Meta is spending like the late-70s Yankees, buying stars and headlines in the AI race. But as George Steinbrenner learned the hard way, payroll alone doesn’t build a championship team. 

There was a time when the New York Yankees weren’t baseball’s Evil Empire.

They were baseball’s reality show.

Owner George Steinbrenner kept signing the biggest names, firing managers, stirring drama and assuming that if you stacked enough talent together, championships would naturally follow. The media called it the Bronx Zoo. Loud. Expensive. Dysfunctional. Sometimes brilliant, often chaotic.

Today, Meta under Mark Zuckerberg risks becoming the Bronx Zoo Yankees of the AI era.

Not because it lacks talent. Because it has assembled a galaxy of stars without yet proving it can turn them into a team.

Spending Like a Dynasty… Playing Like a Contender

Meta is betting the company on AI. Billions for compute. Billions for talent. Billions for infrastructure. A publicly stated goal of building “superintelligence,” which is Silicon Valley for “we plan to define the future.”

Yet a recent New York Times report revealed that Meta’s next foundation model, code-named Avocado, has been delayed after internal testing showed it trailing leading models from rivals in reasoning, coding and writing. The release slipped from March to at least May. Even more eyebrow-raising, Meta executives reportedly discussed licensing Google’s Gemini to power some products while they regroup.

If you’re spending over $100 billion a year on AI infrastructure, borrowing a rival’s engine isn’t exactly the victory parade route.

Buying Stars is Not Building a Team

Steinbrenner’s early Yankees kept assuming payroll equaled performance. It took years for the organization to learn that chemistry, development and leadership matter more than headline signings.

Meta’s AI strategy has a similar feel.

The company invested roughly $14 billion in Scale AI and elevated its CEO Alexandr Wang into a central role. It created an elite internal lab. It poached top researchers across the industry. Compensation packages reportedly reached levels that make professional sports contracts look modest.

And yet reports describe internal clashes over priorities, turnover among researchers and ongoing debate over whether the flagship model should be open or closed.

That’s not dynasty energy. That’s a clubhouse still arguing about who bats cleanup.

The Pattern of Almost

Meta’s Llama models earned real credibility, especially with developers. But they haven’t consistently set the frontier pace. Some planned releases slipped. One massive model reportedly never shipped. Benchmarks have been questioned. Timelines keep moving.

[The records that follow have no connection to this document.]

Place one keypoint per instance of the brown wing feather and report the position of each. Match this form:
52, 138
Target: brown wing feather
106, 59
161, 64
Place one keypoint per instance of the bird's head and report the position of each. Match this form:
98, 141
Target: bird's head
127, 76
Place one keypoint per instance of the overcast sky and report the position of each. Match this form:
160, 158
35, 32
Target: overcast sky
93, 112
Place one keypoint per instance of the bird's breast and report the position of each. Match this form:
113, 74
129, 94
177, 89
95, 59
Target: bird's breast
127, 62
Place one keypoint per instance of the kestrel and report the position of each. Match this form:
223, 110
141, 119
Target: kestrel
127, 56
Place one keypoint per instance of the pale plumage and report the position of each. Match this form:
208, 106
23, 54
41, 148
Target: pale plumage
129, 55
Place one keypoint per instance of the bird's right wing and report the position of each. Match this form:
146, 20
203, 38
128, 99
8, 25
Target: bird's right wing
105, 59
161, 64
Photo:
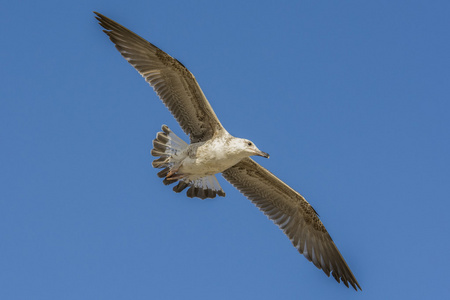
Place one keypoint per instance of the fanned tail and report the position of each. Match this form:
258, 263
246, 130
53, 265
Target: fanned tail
167, 146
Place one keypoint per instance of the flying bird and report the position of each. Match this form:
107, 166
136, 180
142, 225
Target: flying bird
213, 150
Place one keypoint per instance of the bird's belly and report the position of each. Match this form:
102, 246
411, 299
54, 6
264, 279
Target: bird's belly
202, 166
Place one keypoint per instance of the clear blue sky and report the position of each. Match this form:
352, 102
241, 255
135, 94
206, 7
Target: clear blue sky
350, 99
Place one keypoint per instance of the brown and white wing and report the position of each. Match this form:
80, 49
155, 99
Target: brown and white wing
293, 214
174, 84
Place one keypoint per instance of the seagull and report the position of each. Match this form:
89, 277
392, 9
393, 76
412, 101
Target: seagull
213, 150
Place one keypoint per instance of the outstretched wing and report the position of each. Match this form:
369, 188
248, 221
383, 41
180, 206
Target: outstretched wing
293, 214
174, 84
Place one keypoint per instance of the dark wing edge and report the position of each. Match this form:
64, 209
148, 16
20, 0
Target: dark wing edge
293, 214
172, 81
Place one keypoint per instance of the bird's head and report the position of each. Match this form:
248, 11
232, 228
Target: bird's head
248, 148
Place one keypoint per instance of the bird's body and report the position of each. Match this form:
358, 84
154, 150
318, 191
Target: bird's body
213, 150
212, 157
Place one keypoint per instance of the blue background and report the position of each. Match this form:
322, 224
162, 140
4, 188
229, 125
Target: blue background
350, 98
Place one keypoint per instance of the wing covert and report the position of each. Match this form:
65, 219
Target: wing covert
172, 81
293, 214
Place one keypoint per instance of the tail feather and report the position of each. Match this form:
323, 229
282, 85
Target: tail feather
166, 146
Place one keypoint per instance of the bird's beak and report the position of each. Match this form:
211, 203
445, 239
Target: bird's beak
263, 154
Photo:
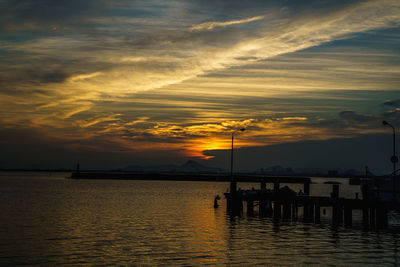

Meanwhile, competitors iterate relentlessly.

In baseball terms, Meta keeps winning the offseason headlines while someone else wins the division.

Momentum is the Real Currency

AI isn’t a mature industry where you can rebuild slowly. This is a land-grab for the next computing platform.

Talent follows perceived leaders. Developers build where they see long-term gravity. Enterprises place bets they don’t want to rip out later. Once momentum tilts, it compounds fast.

Meta still has enormous advantages. Distribution across billions of users. Unmatched infrastructure investment. Deep research DNA. The ability to absorb losses that would sink smaller companies.

But perception is shifting. Instead of the disruptor, Meta increasingly looks like the wealthy incumbent trying to buy back relevance.

The Steinbrenner Lesson

Here’s the part people forget.

Steinbrenner eventually figured it out.

The Yankees dynasty wasn’t built on chaos. It was built on structure, leadership and a pipeline of talent that fit together. Money helped, but it wasn’t the strategy. It was the amplifier.

Zuckerberg could absolutely pull off the same pivot. He has reinvented Meta before. Mobile. Social video. Ads. Platforms. He plays long games.

But this isn’t another feature war. This is the foundation of the next era of computing.

The Real Question

Is Meta doomed? No.

Is it behind? Increasingly, yes.

Is throwing more money at the problem guaranteed to fix it? History says no.

Right now, Meta looks less like a dynasty in waiting and more like those late-70s Yankees: intimidating on paper, exhausting in practice and still searching for the formula that turns talent into championships.

The Bronx Zoo always draws a crowd.

But banners hang forever.

If Meta finds alignment, discipline and a coherent product vision, it could still dominate the AI decade.

If not, it may become the most expensive “almost” in tech history.